E no julgamento da questão o Supremo Tribunal Federal decidiu que:

“A norma insculpida no § 1º do artigo 61 da Carta Federal, mais precisamente na alínea ‘a’ do inciso II, há que ter alcance perquirido sem apego exacerbado à literalidade. É certo que são da iniciativa privativa do Presidente da República as leis que disponham sobre criação de cargos, funções ou empregos públicos na administração direta e autárquica, ou aumento de sua remuneração (...) Evidentemente, está-se diante de  preceitos jungidos à atividade normativa ordinária, não alcançando o campo constitucional, porquanto envolvidos aqui  interesses do Estado de envergadura maior e, acima de tudo, da necessidade de se ter, no tocante a certas matérias, trato  abrangente a alcançar, indistintamente, os três Poderes da República. Assim o é quanto ao tema em discussão. Com a Emenda Constitucional nº 12 à Carta do Rio Grande do Sul, rendeu-se homenagem aos princípios da legalidade, da impessoalidade, da moralidade, da isonomia e do concurso público obrigatório, em sua acepção maior. Enfim, atuou-se na preservação da própria res pública. A vedação de contratação de parentes para cargos comissionados - por sinal a abranger, na espécie, apenas os cônjuges, companheiros e parentes consanguíneos, afins ou por adoção até o segundo grau (pais, filhos e irmãos) - a fim de prestarem serviços justamente onde o integrante familiar despontou e assumiu cargo de grande prestígio, mostra-se como procedimento inibidor da prática de atos da maior repercussão. Cuida-se, portanto, de matéria que se revela merecedora de tratamento jurídico único - artigo 39 da Carta de 1988, a abranger os três Poderes, o Executivo, o Judiciário e o Legislativo, deixando-se de ter a admissão de servidores públicos conforme a maior ou menor fidelidade do Poder aos princípios básicos decorrentes da Constituição Federal” (STF, ADI 1.521-RS, Tribunal Pleno, Rel. Min. Marco Aurélio, 12-03-1997, m.v., DJ 17-03-2000, p. 02, RTJ 173/424).

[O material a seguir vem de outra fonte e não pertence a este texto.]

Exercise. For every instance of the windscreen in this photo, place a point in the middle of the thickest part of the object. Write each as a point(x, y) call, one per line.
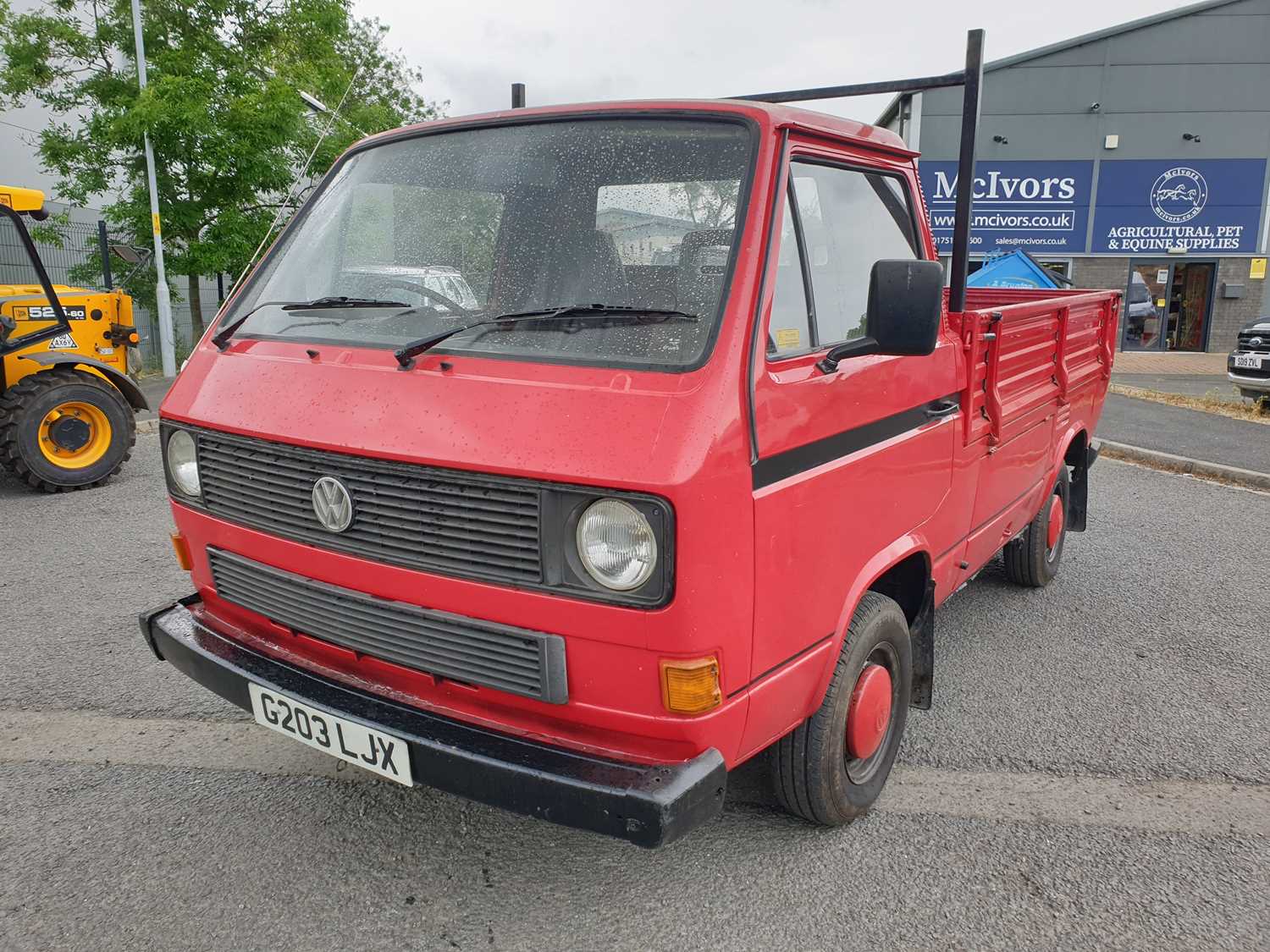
point(442, 230)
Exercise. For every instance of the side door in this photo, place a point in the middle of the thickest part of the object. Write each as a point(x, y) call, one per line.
point(853, 461)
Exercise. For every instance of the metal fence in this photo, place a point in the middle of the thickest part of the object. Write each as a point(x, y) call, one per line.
point(74, 246)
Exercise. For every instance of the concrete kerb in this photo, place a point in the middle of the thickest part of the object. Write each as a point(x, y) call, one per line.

Esse posicionamento é perfilhado no Supremo Tribunal Federal (STF, RE 183.952-RS, 2ª Turma, Rel. Min. Néri da Silveira, 19-03-2002, v.u., DJ 24-05-2002, p. 69; STF, RE 372.911-SP, Rel. Min. Gilmar Mendes, 03-04-2007, DJ 08-06-2007, p. 94) e neste egrégio Tribunal de Justiça (TJSP, ADI 71.670-0/1-00, Órgão Especial, Rel. Des. Fortes Barbosa, 17-10-2001; TJSP, ADI 148.788-0/5-00, Órgão Especial, Rel. Des. Ivan Sartori, v.u., 19-09-2007).

Há que se ponderar, nesta quadra, a diferença entre requisitos para o provimento de cargos públicos - matéria situada na iniciativa legislativa reservada ao Chefe do Poder Executivo (STF, ADI 2.873-PI, Tribunal Pleno, Rel. Min. Ellen Gracie, 20-09-2007, m.v., DJe 09-11-2007, RTJ 203/89) - e condições para o provimento de cargos públicos - que não se insere na aludida reserva, e está no domínio da iniciativa legislativa comum ou concorrente entre Poder Legislativo e Poder Executivo – porque não se refere ao acesso ao cargo público, mas, à aptidão para o seu exercício.

Não se pode cogitar de ofensa a direito adquirido, haja vista a natureza precária dos cargos de provimento em comissão.

Como já julgado neste egrégio Tribunal de Justiça em fundamentação integralmente apropriada à hipótese, “não terá sentido algum proibir o administrador de praticar o nepotismo, a não ser se for também para impor àquele a coibição da prática que estiver em curso, fazendo-o exonerar ou demitir os parentes ou rescindir seus contratos de trabalho, o que, data vênia, não deixa de ser disposição para o futuro, com força de extirpar qualquer sentido retroativo da norma em exame” (TJSP, ADI 148.484-0/8-00, Órgão Especial, Rel. Des. Palma Bisson, m.v., 02-04-2008).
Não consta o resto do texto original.